For most commercial facilities, outsourcing is cheaper once the fully loaded cost of an in-house program is counted. An in-house janitor’s wage is only part of the cost: payroll taxes, benefits, workers’ compensation, paid time off and coverage for it, recruiting and turnover, training, supervision, plus equipment, supplies, and insurance typically add 25–40% or more on top of base pay. An outsourced janitorial contract bundles all of that — labor, management, equipment, supplies, insurance, and backup coverage — into one predictable rate.

The costs that rarely make it into the in-house estimate are payroll taxes and benefits, workers’ compensation and liability insurance, paid time off plus the cost of covering an absent cleaner, recruiting and turnover (cleaning has high turnover), training and certification, management time spent supervising, and the capital cost of equipment and ongoing supply purchasing. A contracted vendor absorbs all of these.

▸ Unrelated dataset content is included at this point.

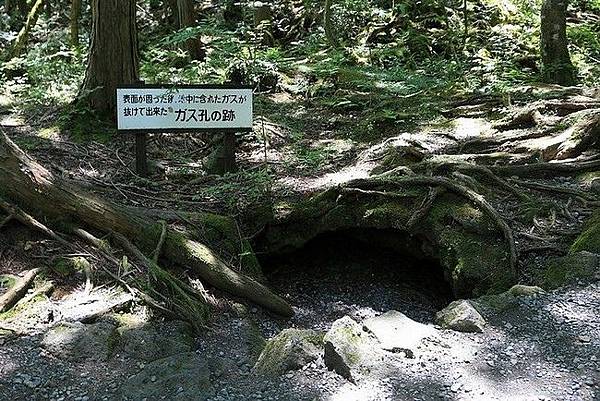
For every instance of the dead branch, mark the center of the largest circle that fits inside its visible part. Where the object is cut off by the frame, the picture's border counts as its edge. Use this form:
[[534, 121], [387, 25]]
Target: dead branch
[[45, 289], [31, 222], [161, 241], [104, 248], [16, 292]]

In-house cleaning can make sense for facilities that need a constant on-site presence, have unusual security or confidentiality requirements, run very large single sites where a dedicated team reaches full utilization, or want maximum direct control over staff. Most multi-tenant offices, medical offices, and recurring commercial accounts come out ahead outsourcing — and a day-porter add-on can cover the on-site-presence need without a full in-house program.